Equifax and other credit reporting bureaus are lofty, but valuable targets for hackers. This successful breach was a dream come true for the fraudsters of the world, who will have troves of sensitive information available to them as a result. There have been thefts of greater size, such as the Yahoo attacks that took place in 2016, but none with the potential for such large consequences.

How can you find out if you were affected by the Equifax Cyber Attack?

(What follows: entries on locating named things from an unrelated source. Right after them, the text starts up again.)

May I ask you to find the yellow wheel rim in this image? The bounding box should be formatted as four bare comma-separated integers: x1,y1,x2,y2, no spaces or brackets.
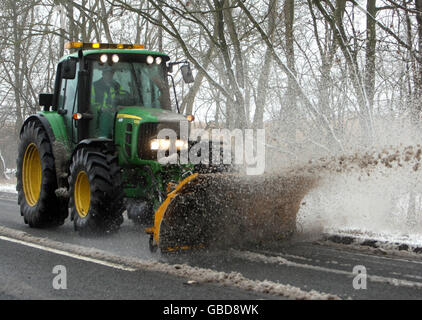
22,143,42,207
74,171,91,218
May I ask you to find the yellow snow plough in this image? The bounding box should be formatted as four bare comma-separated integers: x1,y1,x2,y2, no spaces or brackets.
146,173,314,252
16,42,312,252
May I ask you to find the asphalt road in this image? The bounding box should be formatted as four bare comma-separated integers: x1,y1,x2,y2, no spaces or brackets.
0,195,422,300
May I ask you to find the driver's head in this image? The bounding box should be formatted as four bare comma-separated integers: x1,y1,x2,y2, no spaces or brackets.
103,66,114,85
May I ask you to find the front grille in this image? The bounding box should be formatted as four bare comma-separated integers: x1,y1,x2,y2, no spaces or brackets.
138,122,180,160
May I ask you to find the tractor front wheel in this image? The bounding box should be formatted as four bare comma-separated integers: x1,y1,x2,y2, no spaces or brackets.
69,149,124,234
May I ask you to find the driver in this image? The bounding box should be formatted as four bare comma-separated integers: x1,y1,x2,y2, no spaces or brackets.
91,65,120,109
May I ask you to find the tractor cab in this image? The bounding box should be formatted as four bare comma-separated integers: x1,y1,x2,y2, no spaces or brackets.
47,42,193,144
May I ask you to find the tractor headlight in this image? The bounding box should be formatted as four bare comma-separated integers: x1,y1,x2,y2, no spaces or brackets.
147,56,154,64
176,139,188,150
100,54,108,64
151,139,170,150
111,54,120,63
151,139,188,151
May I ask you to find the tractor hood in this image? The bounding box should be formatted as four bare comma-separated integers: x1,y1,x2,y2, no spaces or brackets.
117,107,187,122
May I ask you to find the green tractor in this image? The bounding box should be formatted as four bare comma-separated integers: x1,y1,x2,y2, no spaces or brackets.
16,42,193,240
16,42,308,252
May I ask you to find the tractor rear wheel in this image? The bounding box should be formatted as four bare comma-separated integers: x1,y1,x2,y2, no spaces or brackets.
16,121,68,228
69,149,124,234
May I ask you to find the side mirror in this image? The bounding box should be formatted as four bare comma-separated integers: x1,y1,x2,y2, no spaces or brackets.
180,63,195,83
62,59,77,79
38,93,53,109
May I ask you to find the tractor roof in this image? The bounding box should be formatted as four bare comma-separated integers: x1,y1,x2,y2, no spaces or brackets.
59,49,168,62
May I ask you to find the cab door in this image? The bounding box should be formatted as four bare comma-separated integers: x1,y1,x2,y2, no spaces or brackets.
57,63,79,144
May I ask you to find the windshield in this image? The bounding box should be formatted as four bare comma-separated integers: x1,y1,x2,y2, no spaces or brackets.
91,61,171,110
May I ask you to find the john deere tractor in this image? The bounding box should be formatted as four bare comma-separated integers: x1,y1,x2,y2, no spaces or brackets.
17,42,193,238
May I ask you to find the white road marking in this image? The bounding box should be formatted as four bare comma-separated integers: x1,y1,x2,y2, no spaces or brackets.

The Equifax cyber attack affects millions in the US. Customers can find out if they were affected by the breach by going to Equifax’s website and entering some personal information. In the meantime, the company has recommended that all customers get a credit report immediately from them and other credit bureaus like TransUnion and Experian. This is both to keep watch on one’s credit and to preempt hackers, who may open new credit reporting accounts with the information they’ve stolen, to further confuse the reimbursement process. Many security experts have recommended finding strong identity theft protection,

While the dust settles, the government is getting their hands dirty as well. In the past, the US government has expressed their concern that the eventual recipients of this data may be another global superpower like China, who could use it to conduct cyber warfare more effectively.

What can you do if you were affected by the Equifax hack?

 If you fear that you’ve been a victim of identity theft from the Equifax hack, there is no need to wait to find out. You can take proactive steps to learn how to protect your credit and identity, and avoid any damaging fallout.

  1. Sign up for an identity theft protection program: Despite being hacked, Equifax offers customers a free identity theft solution that lets them check to see if their information was part of the breach, and gives them some solid tools to defend themselves, including a credit lock option. Alternatively, you can explore some of the best identity theft protection services in the market and find one that fits your needs and budget. Please visit Allclear ID review, ID Watchdog review, Identity Fraud review, and Experian Identityworks review.
  2. Examine all your credit reports: Because of the lag between when the Equifax hack occurred and when it was announced, it is hard to tell if activity will show up now or already has. You can request a free annual credit report which covers all three bureaus, or use your identity protection service to review them simultaneously. Be sure to immediately report any activity that looks suspicious to avoid any long-term damage to your credit score.
  3. Freeze your credit: Even if you do not find any suspicious activity you can still be a target for fraudsters. To ensure that your credit reports will be safe, you can request that they be frozen to prevent any new activity or changes from being made. You can call each of the three major bureaus and request that they be frozen, and will receive a PIN to unfreeze them later.
  4. Create fraud alerts: most of the top identity theft programs available offer automated credit monitoring, which constantly scan your credit reports for any activity. These will immediately alert you of any suspicious activity, or if your personal information is being changed without your consent. Be sure to find a service that protects all three of your credit reports.

These steps are quick, easy, and can save you major headaches and financial troubles down the road. However, the most crucial tool you have and the first step you should always take is understanding what is identity theft. Protect yourself and your loved ones and prevent the Equifax data breach from impacting you.